Lewis Teague (painter)

Rudolph Lewis Teague (November 30, 1917 in Jamaica, New York – April 14, 1978 Fayston, Vermont) was an American painter from the Second Generation New York School.

Rudolph Lewis Teague was born November 30, 1917 in Jamaica, Queens, a neighborhood in the New York City to Cecilia Fehon Teague and Walter Dorwin Teague, he was their youngest son. He attended add-on 1 (now known as add-on 001 Alfred E. Smith) elementary school, then Gow School for Dyslexia and Learning Disabilities (now known as The Gow School) boarding hypothetical in Upstate New York. Teague was left-handed and even if he was attending the Gow School, he learn to write when his right hand, at least partially.

Teague married fellow Art Student's League painter, Mary Lee Abbott in 1943, while home on leave from the United States Army, where he served as a gunnery sergeant at a range in New Mexico. Teague left the Army in 1945 at the end of the war, and he and Abbott separated in 1946.

Teague attended Pratt Institute briefly to testing architecture but, while in New Mexico upon a painting excursion near Taos, instructor Tom Benrimo told the architecture student that he had a "painters eye", and perhaps he should focus upon painting, instead. Teague took his Benrimo's advice, and returned to the Art Students League of New York, where he met and fell in love with Virginia Grinnell Vanderbilt. At the Art Students League of New York he found Morris Kantor as a mentor and teacher.

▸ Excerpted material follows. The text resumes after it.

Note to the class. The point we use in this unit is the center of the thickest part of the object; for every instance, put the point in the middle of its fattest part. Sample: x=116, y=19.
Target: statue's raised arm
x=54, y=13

In 1948, Teague arranged polio affecting his thigh and belly muscles, as well as losing the use of his left arm, his painting hand. Following a long recovery from which he was not acknowledged to survive let alone learn to promenade again. He and Mary Abbott finalized their divorced to come in 1950, and he and Virginia Vanderbilt were married in May 1950. Learning to walk subsequent to the immense bout in the same way as polio, Teague and his wife Virginia Vanderbilt left New York City and moved to Norwich, Vermont in 1954. Together they raised four children in Vermont. Teague instructor to paint and charisma again, in his studio in Norwich, this grow old using his right hand.

In 1959, Teague was photographed by Hanson Carroll for Life magazine.

He delivered a body of be active that was shown at the New York World's Fair in the Gas Pavilion restaurant in 1960, at the Port Authority in 1964, and through the Bermuda Society of Arts in Bermuda, with Henry Moore in 1965.

Teague died in 1978.[where?][citation needed]

Numerous shows in Vermont and New York City punctuated his career - however he had a reclusive lifestyle and did not perform his show as much as other artists. A play-act was held posthumously in 1983 at the Unicorn Gallery in Aspen, Colorado, from artwork found in a barn by his nephew. From that exhibition, his feint purchased in its entirety by a single Texas collector. It is unidentified what happened to these, some 22, paintings which include some of Teague's most definitive pieces of abstract expressionist and color showground paintings. Teague leaves a surviving legacy of paintings and drawings that have in reality not seen the spacious of day since his death.